There are other “official” scenic drives as well, including the river road to Big Bend and also the Pinto Canyon Road (FM 2810 and FM 170), the latter of which supposedly offers a true West Texas experience. Only a portion of the path is paved and there’s no cell phone service, so a reliable four-wheel-drive vehicle is required, but the drive apparently offers fantastic views of the Chinati range (highest peak is Chinati Peak, 7,728 feet). Keep in mind, though, that if you don’t have time to drive one of these scenic routes, a trip on almost any backroad in the area will lead to amazing scenery.
- The area is renowned for the variety of wildlife to be found here, including pronghorn antelope. We saw mule deer and white-tailed deer, and look out for javelina, which one of the park rangers called “suicide pigs” because of their tendency to cross roads with their entire family of piglets in tow.
- Over 400 bird species can be found in the West Texas region. Dale and I managed to check off eleven species on our life list in just three days, including bucket-list species like the prairie falcon and the burrowing owl as well as a bird we’d never heard of, the phainopepla, a silky fly catcher that can only be found in the southwestern U.S.
We discovered the burrowing owl on a drive along an isolated highway. The mother hovered near its burrow, and two adorable babies frequently popped their heads out and peeked at us. Priceless!
- Historic little towns dot the area, include Alpine, Marathon, Fort Stockton, Presidio and Terlingua, to name a few.
- West Texas has become a bit of an art mecca, with the little town of Marfa in the center of it all (read more about Marfa in this post).
- Balmorhea State Park, where between 22 and 28 million gallons of water flow from the San Solomon Spring everyday, is incredibly popular. Several of our fellow campers went swimming everyday in the CCC-constructed, spring-fed swimming pool.
- Carlsbad, New Mexico, with its mind-blowing caverns, is 161 miles north of Fort Davis.
- Big Bend National Park, Texas’ jewel and the most biologically diverse park of any in the national park system, is 134 miles away from Fort Davis.
- Guadalupe Mountain National Park is a favorite of ours. In a remote area of the Texas/New Mexico border, it contains Texas’ highest mountain, Guadalupe Peak, at 8,751 feet. Climbed it! (years ago)
About the park
We camped in Davis Mountains State Park, which sits nestled in the mountains. The campsites are large, with plenty of space between you and your neighbors. Shade may be a problem; we drove around and carefully analyzed the sites based on the amount of trees contained within, and we still found ourselves dealing with direct sun at certain times of the day. Bugs abound, and, while we didn’t experience the scorching 100-degree days that most of Texas suffers because we were in the mountains, it was still hot and also, because of the frequent rainstorms, humid. Thank goodness the park had decent showers!

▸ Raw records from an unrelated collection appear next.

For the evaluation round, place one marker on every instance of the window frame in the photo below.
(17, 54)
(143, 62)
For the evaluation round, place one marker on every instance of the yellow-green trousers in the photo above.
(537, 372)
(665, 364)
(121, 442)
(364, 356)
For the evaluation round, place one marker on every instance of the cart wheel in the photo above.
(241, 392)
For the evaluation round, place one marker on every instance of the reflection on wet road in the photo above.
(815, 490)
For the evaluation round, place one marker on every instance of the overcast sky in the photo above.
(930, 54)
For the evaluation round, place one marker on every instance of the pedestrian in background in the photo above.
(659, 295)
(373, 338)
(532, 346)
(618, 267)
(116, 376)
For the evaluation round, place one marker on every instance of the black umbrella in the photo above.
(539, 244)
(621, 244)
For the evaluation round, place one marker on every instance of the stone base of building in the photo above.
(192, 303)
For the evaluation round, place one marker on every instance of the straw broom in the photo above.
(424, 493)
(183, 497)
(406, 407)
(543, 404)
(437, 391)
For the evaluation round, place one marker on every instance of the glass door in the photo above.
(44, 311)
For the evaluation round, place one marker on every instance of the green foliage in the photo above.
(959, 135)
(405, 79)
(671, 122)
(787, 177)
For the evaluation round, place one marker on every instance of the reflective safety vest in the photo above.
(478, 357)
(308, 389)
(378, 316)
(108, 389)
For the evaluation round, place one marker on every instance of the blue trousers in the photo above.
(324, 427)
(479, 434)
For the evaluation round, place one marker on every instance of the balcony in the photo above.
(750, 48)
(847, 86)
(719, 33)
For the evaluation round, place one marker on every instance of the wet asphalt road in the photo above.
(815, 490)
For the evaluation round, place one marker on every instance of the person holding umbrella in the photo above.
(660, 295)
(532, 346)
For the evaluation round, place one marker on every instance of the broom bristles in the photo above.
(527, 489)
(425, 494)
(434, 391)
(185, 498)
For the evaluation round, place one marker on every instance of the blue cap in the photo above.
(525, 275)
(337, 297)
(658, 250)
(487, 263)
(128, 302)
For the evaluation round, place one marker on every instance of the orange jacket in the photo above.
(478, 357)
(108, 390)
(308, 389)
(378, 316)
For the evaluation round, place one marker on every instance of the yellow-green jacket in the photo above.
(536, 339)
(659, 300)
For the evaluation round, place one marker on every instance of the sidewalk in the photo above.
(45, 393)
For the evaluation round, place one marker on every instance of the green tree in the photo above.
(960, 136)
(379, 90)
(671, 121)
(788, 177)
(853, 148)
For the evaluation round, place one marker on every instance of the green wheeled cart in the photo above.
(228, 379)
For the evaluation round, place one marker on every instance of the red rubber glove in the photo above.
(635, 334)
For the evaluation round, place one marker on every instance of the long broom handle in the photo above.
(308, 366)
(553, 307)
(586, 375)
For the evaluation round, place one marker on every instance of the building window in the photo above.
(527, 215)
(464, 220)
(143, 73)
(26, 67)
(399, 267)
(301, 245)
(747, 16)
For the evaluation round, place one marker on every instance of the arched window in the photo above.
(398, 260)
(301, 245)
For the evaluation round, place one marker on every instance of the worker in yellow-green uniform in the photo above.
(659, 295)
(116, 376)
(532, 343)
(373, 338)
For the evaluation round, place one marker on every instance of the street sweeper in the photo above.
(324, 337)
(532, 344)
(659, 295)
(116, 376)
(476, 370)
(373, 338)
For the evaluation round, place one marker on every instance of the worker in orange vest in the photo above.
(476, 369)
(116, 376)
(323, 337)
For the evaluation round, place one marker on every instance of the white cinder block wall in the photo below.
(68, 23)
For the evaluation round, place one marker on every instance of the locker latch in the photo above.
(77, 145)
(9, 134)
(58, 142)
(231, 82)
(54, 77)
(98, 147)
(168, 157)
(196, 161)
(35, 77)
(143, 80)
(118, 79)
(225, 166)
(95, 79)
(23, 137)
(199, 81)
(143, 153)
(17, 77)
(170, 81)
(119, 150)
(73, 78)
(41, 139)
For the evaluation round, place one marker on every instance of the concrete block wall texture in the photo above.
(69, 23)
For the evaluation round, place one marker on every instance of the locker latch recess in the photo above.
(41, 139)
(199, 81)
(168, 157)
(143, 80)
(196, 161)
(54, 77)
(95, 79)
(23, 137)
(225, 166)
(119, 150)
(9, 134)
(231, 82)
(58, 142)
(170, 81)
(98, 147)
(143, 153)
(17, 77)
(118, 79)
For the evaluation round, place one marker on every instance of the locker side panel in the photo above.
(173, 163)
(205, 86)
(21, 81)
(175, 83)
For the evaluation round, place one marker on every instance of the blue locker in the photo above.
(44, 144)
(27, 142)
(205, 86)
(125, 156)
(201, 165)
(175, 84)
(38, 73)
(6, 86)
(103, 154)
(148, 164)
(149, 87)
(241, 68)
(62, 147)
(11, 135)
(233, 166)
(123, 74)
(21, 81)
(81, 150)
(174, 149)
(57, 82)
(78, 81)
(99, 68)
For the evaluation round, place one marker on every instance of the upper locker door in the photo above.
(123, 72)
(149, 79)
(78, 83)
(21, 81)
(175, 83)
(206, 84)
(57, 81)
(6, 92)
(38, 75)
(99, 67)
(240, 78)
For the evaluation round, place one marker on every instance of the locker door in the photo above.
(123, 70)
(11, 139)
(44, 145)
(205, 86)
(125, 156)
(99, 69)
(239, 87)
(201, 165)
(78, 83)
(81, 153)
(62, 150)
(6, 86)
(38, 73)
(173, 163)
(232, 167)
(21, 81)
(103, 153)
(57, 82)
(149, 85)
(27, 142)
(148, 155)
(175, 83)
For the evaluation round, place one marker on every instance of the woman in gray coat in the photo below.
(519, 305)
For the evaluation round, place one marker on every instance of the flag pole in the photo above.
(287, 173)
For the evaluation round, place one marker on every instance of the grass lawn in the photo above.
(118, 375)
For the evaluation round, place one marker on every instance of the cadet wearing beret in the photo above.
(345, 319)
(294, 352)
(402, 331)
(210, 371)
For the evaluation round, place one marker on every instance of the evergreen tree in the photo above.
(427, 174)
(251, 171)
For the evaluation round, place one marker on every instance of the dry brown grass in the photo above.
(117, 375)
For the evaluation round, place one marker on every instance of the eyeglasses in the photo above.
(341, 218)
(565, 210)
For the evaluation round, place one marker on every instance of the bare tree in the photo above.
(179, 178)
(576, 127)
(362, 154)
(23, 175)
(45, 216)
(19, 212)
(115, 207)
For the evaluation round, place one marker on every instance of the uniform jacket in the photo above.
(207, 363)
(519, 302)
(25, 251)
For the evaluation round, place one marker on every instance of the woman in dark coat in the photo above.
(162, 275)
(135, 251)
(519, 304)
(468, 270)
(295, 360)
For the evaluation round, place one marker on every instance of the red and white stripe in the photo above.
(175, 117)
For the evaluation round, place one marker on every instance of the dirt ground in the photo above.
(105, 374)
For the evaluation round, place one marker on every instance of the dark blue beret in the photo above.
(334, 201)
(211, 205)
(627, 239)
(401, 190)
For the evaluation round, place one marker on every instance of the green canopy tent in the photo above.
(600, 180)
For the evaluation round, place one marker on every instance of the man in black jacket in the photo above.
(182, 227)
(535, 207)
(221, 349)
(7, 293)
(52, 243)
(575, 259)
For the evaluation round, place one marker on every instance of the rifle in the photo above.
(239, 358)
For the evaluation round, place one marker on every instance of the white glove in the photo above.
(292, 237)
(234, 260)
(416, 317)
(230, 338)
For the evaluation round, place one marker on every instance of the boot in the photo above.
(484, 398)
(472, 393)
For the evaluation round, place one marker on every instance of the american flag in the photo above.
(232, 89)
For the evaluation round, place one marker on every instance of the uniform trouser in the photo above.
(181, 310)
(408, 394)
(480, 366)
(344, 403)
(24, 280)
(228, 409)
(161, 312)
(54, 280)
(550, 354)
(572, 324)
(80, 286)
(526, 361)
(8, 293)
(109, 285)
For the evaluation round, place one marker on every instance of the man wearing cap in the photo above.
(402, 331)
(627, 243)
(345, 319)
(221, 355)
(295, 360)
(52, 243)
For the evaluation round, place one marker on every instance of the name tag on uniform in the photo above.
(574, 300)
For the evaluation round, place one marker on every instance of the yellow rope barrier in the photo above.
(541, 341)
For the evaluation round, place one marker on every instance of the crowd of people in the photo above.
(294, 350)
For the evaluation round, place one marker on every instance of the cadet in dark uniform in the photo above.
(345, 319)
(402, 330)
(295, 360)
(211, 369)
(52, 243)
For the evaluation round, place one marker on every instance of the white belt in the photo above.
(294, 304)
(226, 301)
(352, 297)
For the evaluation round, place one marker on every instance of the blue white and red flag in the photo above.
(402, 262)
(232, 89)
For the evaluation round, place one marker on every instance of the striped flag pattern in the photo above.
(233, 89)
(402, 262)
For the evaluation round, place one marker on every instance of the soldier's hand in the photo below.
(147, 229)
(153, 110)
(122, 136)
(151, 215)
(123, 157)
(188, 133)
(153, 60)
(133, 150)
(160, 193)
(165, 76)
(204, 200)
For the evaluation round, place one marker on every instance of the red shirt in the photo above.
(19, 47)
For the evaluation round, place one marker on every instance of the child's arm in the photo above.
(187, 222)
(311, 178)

If you don’t want to rough it, the park has the historic and adorable Indian Lodge, constructed in the 1930s by the Civilian Conservation Corps.
I’m guessing that the isolation of West Texas isn’t for everyone. The long stretches of territory unbroken by civilization or conveniences may make some people claustrophobic or at the very least disoriented. There’s an element of deprivation when you come to West Texas.
And yet the desolation and silence offers a peace that’s hard to find elsewhere. After several stressful weeks of planning and packing prior to our road trip kick-off, Dale and I both felt the tension dissipating as we neared Fort Davis. The openness of the terrain allows you room to breathe and the opportunity to slow down. Don’t try to do too much on you’re visit here; if you do, then you’re missing the point of West Texas.